Rachel Cassandra: But he came out of it.
LD: He came out of it. Yeah, he came out of it. He actually went to a mental institution. This was his, I think, third and last nervous breakdown. And he would talk about it. And then he came out and had more kids. And we stayed out. You know, he stayed out till he could stay out anymore.
So that's a success story, I guess. Because you don't see very many people go through something like that and lead a normal and actually a pretty amazing life, a life that was well-respected. People respected his judgment. They would ask
I don't know how he did it.
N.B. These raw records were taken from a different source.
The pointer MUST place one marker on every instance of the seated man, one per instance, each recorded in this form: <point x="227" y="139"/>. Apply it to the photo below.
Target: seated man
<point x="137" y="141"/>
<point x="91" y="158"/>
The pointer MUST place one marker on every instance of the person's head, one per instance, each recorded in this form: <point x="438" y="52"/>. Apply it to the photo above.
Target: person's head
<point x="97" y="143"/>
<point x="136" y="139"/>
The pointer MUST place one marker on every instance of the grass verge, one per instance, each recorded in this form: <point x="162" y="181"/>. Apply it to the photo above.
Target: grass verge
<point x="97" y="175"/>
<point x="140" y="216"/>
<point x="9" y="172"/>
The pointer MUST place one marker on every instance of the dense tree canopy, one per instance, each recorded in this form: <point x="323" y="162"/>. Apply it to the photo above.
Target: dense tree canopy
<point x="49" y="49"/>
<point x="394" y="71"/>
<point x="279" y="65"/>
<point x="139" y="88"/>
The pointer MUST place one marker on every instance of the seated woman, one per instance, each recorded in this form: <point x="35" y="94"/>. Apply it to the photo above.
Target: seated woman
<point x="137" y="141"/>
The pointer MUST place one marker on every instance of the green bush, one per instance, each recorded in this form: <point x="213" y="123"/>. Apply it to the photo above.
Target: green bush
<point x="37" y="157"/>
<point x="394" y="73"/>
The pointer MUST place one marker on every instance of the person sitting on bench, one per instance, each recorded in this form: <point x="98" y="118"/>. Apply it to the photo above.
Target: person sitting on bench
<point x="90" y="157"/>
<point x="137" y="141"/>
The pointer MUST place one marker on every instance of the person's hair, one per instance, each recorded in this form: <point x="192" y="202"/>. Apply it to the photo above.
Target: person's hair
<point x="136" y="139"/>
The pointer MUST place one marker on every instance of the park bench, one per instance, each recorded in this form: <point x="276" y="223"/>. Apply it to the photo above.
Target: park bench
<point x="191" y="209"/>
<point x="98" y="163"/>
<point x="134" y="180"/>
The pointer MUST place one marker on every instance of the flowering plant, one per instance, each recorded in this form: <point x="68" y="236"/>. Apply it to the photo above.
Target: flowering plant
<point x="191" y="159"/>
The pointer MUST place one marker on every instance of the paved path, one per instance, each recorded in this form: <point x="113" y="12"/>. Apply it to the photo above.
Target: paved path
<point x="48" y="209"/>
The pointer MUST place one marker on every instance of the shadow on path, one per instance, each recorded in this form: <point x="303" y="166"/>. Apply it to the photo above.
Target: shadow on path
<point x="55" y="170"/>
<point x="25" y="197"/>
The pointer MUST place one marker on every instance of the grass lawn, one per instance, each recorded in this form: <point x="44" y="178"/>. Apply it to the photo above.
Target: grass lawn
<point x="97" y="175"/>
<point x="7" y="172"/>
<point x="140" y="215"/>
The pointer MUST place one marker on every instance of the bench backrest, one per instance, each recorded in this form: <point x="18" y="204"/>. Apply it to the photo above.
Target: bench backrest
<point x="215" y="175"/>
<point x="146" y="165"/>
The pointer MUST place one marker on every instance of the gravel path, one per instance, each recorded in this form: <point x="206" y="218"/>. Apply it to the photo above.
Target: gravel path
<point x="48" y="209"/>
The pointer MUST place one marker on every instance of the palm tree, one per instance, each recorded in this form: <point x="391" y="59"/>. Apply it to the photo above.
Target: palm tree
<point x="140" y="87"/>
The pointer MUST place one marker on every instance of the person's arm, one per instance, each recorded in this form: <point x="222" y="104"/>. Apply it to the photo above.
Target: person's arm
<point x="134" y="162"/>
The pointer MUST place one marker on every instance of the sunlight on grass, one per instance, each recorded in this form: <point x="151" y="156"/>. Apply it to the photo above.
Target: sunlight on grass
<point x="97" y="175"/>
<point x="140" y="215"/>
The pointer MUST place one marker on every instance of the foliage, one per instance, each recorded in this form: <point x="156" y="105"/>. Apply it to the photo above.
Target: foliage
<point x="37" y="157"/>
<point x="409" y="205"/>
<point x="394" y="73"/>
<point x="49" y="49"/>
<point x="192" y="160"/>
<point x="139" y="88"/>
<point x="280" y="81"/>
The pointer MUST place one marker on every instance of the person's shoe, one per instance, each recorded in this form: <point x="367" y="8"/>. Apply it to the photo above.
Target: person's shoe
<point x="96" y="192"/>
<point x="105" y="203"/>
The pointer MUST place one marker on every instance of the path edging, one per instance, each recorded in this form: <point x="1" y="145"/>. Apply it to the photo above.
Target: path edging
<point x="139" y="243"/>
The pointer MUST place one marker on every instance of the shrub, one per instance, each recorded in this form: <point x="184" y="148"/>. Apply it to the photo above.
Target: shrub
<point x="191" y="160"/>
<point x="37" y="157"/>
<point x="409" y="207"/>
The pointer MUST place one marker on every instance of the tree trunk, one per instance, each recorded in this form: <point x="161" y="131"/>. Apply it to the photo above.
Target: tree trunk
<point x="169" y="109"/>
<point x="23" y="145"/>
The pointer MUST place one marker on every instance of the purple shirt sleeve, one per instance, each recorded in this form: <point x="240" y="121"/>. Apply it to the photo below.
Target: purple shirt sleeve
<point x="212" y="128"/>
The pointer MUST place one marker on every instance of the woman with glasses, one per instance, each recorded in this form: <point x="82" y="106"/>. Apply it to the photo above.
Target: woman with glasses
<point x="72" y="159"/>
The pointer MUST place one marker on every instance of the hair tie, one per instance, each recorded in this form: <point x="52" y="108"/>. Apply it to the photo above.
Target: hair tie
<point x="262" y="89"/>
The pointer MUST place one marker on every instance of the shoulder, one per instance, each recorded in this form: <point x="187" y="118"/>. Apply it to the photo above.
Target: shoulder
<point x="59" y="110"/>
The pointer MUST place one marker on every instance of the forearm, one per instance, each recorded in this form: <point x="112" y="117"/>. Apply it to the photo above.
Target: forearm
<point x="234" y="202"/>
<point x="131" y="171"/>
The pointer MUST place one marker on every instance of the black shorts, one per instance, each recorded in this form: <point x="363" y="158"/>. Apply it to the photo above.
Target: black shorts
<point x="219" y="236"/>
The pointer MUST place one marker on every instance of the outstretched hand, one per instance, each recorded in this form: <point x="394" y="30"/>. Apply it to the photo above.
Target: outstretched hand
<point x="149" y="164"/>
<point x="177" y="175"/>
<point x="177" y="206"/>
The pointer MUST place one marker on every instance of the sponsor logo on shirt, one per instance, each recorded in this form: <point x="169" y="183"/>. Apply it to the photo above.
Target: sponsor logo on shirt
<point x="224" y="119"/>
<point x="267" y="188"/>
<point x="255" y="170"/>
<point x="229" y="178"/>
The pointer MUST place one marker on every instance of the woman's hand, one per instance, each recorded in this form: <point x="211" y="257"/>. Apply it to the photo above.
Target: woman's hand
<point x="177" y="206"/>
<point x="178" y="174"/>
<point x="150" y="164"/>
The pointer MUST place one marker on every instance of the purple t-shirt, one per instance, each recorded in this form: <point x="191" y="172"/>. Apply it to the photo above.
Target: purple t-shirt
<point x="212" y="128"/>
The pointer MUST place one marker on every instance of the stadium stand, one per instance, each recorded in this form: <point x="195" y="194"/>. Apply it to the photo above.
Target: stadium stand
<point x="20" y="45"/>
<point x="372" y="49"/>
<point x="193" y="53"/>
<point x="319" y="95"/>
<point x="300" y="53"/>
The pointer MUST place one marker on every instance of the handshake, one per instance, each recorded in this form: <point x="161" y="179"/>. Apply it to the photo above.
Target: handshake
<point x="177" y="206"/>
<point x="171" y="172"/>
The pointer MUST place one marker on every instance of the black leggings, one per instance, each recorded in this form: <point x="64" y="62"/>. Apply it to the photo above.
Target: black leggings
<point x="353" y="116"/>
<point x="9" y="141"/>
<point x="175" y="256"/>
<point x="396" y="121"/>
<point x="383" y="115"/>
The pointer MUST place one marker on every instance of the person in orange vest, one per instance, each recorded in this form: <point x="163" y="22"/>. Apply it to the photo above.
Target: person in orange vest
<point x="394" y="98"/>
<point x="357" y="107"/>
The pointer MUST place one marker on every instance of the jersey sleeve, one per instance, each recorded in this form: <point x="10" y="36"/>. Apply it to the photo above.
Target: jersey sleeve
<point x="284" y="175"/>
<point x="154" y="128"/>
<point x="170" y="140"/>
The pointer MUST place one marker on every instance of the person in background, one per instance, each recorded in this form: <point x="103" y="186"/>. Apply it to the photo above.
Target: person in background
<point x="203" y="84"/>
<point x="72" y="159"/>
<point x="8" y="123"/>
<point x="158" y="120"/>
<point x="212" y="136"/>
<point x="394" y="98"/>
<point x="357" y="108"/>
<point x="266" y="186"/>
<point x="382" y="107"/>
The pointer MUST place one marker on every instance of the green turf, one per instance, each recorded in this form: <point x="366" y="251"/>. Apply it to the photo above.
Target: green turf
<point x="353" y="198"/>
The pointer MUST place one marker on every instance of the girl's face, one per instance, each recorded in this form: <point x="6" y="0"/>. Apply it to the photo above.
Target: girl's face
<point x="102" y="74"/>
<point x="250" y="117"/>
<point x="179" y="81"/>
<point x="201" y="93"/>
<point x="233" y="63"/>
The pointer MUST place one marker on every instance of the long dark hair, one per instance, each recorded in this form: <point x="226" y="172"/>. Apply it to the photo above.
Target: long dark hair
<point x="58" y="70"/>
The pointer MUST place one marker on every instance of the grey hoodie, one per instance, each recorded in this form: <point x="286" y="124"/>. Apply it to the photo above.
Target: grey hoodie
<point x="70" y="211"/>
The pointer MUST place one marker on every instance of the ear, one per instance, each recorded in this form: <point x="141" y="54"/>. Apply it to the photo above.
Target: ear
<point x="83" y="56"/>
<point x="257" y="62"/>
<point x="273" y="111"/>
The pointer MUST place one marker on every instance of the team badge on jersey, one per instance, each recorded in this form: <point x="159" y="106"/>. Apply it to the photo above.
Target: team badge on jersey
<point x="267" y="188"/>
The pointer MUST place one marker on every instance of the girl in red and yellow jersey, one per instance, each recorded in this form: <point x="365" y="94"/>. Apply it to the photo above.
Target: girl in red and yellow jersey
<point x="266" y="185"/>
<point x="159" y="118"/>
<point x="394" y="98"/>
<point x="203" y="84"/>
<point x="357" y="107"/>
He might have suffered a little bit from depression, but he handled it. My mom helped out. It would have been very easy for him to go the other solution, the more permanent one. He thought of that. But he didn't do that. He just toughed it out I guess, for whatever reason.
RC: Yeah, but that kind of sensitivity also does help with him being able to relate to people who are having a hard time.
LD: Yeah, I remember people would come up here. I remember a guy lost his baby and he came up there and he talked to my dad and it really helped him out. Just stuff like that. They came up and visited him and just talked to him. I remember one guy came up and he had just gotten married and he had a little baby and he would go out hunting all the time. But, for some reason, he found it really hard to leave his little baby. And he came up and he talked to my dad about that and, the guy came away, I guess he felt better talking about it. Another person came up- it's like they had waited till my dad got to Huslia to go up there and just sit down and just talk. Good advice or something, that was good to see.